The Conflicts of Mesh Bed Leveling

Mesh bed leveling can affect the value of any Z-axis constant you find. To avoid this, it is the best practice to disable bed leveling with G29 S2 in order to avoid the propagation of heightmap values. Things that can be affected:

  • The Z-probe offset

  • The Z-endstop homing value offset

  • Another heightmap

If you tried to find the Z-probe offset of the Z-probe with mesh bed leveling compensation enabled, the Duet board will add the heightmap compensation on top of what you think is 0. So, when the bed is touching the nozzle in one of the steps above, and the Machine Status tab displays a value of -9.4. Due to a local heightmap compensation value, the actual value might be -9.2. But you would have no way of knowing this.

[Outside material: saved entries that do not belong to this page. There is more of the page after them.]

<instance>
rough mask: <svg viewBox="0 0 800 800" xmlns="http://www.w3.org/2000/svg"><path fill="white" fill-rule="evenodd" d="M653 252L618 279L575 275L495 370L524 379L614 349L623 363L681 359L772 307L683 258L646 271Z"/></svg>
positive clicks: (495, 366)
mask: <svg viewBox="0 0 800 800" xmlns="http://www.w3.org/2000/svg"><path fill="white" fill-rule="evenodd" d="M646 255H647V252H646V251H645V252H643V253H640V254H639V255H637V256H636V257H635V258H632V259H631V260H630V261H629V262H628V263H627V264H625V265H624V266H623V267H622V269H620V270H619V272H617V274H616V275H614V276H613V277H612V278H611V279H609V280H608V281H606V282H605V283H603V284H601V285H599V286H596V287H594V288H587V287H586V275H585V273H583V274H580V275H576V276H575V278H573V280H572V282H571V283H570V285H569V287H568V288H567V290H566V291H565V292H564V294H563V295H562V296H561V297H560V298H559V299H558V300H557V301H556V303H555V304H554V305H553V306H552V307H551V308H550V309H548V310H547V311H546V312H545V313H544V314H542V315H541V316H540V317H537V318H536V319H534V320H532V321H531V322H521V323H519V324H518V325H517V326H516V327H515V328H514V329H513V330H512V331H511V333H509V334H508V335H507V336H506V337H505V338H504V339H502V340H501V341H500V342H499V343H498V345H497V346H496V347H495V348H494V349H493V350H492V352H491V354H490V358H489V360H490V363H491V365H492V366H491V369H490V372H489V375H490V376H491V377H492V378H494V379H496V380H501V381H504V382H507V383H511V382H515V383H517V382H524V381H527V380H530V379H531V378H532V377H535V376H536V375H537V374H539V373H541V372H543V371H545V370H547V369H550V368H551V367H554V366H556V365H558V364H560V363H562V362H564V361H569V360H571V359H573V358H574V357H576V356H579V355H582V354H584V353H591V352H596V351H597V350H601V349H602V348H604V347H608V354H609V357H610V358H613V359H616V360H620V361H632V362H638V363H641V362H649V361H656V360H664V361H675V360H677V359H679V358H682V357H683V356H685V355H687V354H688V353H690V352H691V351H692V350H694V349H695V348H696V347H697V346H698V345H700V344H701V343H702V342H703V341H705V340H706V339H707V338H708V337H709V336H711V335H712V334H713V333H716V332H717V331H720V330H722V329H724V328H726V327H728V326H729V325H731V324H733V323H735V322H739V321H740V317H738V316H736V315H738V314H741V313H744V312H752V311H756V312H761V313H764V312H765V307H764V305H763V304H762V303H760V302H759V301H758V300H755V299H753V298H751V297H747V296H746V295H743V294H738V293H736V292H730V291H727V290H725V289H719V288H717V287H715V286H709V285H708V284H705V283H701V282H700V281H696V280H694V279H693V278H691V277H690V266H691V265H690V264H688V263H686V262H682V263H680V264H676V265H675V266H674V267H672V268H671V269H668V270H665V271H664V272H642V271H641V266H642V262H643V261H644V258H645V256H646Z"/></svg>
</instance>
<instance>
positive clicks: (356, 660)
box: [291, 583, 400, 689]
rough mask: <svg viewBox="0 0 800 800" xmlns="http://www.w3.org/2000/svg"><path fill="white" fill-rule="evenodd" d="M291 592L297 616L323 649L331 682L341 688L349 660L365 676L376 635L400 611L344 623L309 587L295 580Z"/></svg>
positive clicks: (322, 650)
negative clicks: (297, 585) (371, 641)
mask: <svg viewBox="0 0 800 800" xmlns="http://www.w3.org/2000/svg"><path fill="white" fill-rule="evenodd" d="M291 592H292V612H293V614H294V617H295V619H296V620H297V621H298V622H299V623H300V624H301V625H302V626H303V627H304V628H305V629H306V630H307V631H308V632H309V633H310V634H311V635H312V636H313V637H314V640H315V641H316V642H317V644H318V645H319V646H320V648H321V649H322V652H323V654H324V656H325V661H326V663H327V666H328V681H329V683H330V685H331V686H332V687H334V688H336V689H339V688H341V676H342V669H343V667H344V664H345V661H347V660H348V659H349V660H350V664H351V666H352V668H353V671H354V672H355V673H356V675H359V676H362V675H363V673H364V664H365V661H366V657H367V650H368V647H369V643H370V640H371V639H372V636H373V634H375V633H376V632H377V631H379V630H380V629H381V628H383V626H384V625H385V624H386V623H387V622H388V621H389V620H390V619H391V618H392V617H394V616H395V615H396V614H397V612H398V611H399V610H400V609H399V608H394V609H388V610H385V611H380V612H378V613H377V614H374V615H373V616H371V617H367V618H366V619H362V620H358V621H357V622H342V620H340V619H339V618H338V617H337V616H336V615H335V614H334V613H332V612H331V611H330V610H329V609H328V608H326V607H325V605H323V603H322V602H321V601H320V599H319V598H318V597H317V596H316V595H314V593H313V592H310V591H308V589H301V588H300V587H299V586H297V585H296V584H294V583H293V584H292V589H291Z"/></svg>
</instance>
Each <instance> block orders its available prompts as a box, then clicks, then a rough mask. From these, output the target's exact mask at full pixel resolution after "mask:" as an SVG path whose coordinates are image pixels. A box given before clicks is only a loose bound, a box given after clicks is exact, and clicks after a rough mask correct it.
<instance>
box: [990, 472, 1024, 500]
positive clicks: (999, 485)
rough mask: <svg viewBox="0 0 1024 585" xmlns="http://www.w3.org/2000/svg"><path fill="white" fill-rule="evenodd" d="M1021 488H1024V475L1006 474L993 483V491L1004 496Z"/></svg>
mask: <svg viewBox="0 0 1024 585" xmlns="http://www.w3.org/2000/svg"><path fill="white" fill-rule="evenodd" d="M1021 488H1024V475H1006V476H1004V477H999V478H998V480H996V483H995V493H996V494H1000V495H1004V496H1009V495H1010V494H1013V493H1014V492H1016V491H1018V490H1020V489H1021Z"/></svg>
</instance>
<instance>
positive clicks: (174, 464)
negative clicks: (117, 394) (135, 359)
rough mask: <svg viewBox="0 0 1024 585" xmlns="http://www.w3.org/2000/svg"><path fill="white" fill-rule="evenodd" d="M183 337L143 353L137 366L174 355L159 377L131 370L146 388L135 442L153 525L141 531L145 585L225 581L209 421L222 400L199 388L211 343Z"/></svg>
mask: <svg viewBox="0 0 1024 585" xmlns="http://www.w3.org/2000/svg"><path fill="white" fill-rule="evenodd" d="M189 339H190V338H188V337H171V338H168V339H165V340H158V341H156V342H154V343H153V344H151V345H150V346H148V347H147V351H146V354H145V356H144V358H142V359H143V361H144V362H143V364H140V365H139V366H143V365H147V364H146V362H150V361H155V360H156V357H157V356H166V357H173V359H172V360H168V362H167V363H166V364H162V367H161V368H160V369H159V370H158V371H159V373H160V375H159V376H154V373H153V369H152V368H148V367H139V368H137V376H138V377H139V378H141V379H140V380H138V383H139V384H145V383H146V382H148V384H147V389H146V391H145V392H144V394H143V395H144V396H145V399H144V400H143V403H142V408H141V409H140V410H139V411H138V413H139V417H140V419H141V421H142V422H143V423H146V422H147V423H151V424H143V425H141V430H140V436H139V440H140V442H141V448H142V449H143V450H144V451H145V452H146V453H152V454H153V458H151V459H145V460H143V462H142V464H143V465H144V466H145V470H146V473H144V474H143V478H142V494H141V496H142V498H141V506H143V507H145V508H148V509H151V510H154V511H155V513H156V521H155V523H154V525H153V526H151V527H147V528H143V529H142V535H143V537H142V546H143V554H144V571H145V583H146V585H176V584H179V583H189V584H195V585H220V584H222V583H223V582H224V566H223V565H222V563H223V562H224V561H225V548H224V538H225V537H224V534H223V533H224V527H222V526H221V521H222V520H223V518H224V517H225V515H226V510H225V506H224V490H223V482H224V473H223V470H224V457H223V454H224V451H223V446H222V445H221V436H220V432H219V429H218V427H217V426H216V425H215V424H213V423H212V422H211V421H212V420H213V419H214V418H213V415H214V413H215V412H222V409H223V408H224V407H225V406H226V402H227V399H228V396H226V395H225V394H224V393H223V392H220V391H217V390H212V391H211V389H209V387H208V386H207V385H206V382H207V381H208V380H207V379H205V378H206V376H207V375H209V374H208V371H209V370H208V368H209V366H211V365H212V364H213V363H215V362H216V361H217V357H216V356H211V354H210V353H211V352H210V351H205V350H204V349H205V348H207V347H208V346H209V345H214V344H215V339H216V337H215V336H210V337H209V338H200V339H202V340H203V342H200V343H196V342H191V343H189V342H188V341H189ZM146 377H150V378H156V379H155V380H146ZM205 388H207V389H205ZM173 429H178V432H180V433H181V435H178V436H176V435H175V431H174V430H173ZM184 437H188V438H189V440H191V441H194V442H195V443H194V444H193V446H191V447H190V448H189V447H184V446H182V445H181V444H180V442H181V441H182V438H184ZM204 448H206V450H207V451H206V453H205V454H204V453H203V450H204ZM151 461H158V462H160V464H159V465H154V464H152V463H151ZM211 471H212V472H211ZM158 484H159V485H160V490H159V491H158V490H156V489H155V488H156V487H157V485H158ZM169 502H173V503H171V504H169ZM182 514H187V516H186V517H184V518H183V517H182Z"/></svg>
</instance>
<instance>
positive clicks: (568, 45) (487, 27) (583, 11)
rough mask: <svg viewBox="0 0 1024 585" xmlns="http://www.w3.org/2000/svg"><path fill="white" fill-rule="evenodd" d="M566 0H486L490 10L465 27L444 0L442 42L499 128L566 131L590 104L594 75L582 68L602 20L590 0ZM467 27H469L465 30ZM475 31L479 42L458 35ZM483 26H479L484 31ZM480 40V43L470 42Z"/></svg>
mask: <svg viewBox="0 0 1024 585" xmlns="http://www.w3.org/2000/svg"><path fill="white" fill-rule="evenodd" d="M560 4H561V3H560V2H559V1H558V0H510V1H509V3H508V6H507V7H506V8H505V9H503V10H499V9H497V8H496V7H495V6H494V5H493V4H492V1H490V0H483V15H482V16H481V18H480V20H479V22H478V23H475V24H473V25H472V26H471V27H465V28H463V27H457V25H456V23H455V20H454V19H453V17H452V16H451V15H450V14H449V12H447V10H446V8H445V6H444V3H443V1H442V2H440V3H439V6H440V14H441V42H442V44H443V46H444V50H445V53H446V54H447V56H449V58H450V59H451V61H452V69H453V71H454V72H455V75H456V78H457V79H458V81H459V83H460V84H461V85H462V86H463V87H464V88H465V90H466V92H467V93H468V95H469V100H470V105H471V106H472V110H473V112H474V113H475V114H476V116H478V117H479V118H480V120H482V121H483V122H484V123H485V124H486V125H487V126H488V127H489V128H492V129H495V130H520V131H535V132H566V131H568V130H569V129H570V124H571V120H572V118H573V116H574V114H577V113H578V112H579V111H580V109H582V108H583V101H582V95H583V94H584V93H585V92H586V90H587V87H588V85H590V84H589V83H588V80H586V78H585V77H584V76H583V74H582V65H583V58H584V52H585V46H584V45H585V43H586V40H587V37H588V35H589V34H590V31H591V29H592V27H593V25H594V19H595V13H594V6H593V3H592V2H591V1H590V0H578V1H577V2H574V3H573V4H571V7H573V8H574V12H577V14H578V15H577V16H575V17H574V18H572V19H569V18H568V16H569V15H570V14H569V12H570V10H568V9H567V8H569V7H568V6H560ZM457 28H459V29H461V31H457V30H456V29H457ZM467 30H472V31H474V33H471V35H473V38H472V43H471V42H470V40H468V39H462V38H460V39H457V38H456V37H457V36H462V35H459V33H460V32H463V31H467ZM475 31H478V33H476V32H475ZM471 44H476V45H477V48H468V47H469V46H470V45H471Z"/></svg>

Therefore, it is important to disable the bed leveling compensation. RepRap firmware already has a few safeguards in place to prevent conflicts such as these when running G29 multiple times in succession, but these are known to have bus. We recommend running G29 S2 before doing any of the actions in the list above. If you forget to disable mesh bed leveling, you will not have catastrophic results, just an error of around 0.5mm or so. Just barely enough to mess up your print.